Он спрятал аппарат в парту, положил ключ в карман и, как обычно делал, находясь в сильном волнении, поспешил в уборную.
Круг посовещался с Шимпффером, и был разработан простой план действий. После уроков они уговорили Падука еще раз показать им машинку. Как только тот открыл футляр, Круг его повалил и уселся на него, а Шимпффер тем временем старательно отстукал короткое послание. Он бросил листок в почтовый ящик, после чего Круг отпустил Падука.
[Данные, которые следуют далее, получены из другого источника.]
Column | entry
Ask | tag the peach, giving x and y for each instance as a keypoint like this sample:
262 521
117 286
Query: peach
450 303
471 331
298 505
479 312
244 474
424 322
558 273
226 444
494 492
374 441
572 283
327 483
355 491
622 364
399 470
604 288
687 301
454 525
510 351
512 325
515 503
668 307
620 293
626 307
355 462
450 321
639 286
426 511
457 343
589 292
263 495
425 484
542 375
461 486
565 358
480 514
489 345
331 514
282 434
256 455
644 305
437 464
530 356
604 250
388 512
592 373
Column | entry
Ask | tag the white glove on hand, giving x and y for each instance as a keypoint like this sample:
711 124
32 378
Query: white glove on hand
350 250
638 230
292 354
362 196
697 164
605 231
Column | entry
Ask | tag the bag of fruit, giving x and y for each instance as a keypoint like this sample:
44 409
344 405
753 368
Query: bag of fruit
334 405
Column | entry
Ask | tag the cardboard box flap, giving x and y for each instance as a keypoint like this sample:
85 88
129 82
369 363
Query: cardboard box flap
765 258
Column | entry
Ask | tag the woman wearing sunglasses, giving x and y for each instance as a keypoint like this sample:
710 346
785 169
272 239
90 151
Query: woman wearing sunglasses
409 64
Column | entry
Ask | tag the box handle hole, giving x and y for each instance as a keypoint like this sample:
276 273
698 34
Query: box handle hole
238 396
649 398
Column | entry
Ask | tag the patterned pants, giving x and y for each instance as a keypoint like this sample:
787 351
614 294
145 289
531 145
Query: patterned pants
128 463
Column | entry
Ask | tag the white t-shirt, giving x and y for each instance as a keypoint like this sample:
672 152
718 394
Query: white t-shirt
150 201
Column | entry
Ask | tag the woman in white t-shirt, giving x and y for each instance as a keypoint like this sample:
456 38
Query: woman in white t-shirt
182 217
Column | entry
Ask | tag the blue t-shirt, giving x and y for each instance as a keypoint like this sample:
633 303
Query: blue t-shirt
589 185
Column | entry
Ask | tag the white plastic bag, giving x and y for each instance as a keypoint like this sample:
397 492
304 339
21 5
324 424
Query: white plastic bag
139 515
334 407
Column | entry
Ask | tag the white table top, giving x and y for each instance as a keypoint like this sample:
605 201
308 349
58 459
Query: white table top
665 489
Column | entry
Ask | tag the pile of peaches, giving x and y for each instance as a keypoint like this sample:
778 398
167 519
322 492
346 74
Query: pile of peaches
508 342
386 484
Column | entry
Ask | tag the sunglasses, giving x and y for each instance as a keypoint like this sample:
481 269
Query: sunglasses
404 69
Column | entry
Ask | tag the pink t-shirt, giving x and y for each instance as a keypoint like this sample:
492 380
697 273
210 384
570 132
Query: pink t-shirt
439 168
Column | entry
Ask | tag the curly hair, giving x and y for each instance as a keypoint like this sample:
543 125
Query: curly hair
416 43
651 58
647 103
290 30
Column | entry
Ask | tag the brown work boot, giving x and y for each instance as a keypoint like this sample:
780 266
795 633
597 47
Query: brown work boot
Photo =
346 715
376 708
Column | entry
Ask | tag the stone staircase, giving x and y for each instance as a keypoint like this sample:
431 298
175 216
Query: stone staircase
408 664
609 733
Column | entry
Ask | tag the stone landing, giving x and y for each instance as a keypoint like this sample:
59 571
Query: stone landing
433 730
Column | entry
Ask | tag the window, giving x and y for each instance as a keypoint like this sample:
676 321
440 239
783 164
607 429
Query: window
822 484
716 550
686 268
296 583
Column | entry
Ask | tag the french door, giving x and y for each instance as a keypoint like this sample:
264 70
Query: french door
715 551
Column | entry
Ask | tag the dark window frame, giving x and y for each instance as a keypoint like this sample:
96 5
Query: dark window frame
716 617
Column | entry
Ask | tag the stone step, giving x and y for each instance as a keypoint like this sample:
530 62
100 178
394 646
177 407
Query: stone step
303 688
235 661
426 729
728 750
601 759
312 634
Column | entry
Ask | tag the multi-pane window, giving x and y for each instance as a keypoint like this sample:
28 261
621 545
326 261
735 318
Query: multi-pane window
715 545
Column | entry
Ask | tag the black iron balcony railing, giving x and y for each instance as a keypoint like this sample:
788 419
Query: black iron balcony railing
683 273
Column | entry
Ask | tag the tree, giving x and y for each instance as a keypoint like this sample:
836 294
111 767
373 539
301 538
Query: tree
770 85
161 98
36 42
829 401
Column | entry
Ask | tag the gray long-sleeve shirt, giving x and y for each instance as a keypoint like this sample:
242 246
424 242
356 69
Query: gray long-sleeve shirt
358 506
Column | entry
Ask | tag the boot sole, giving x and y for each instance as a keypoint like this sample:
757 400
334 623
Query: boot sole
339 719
На другой день молодая жена страдающего слезоточивостью и тревожностью учителя истории получила записку (на линованной бумаге с двумя дырочками на полях), содержавшую настойчивую просьбу о рандеву. Вместо того чтобы пожаловаться мужу, как ожидалось, эта любезная женщина, укрыв лицо плотной синей вуалью, подстерегла Падука, сказала ему, что он большой гадкий мальчик, и, нетерпеливо покачивая задом (в те времена осиных талий они казались перевернутыми сердечками), предложила взять kuppe [закрытый экипаж] и поехать на одну пустующую квартиру, где она могла бы спокойно его выбранить. Хотя со вчерашнего дня Падук и ожидал какой-нибудь неприятности, к подобному повороту он оказался не готов и, не успев собраться с мыслями, в самом деле последовал за ней в грязный экипаж. Несколько минут спустя, в заторе на площади Парламента, он выскользнул и позорно бежал. Каким образом эти trivesta [подробности любовных похождений] стали известны его одноклассникам, предположить затруднительно; как бы там ни было, этот случай стал школьной легендой. В течение нескольких дней Падук отсутствовал. Некоторое время не появлялся и Шимпффер: по примечательному совпадению его мать получила сильные ожоги из-за таинственного взрывчатого вещества, подложенного ей в сумку каким-то шутником, пока она делала покупки в магазине. Когда же Падук вновь появился, то был он, как всегда, тих, но падографа больше не упоминал и в школу не приносил.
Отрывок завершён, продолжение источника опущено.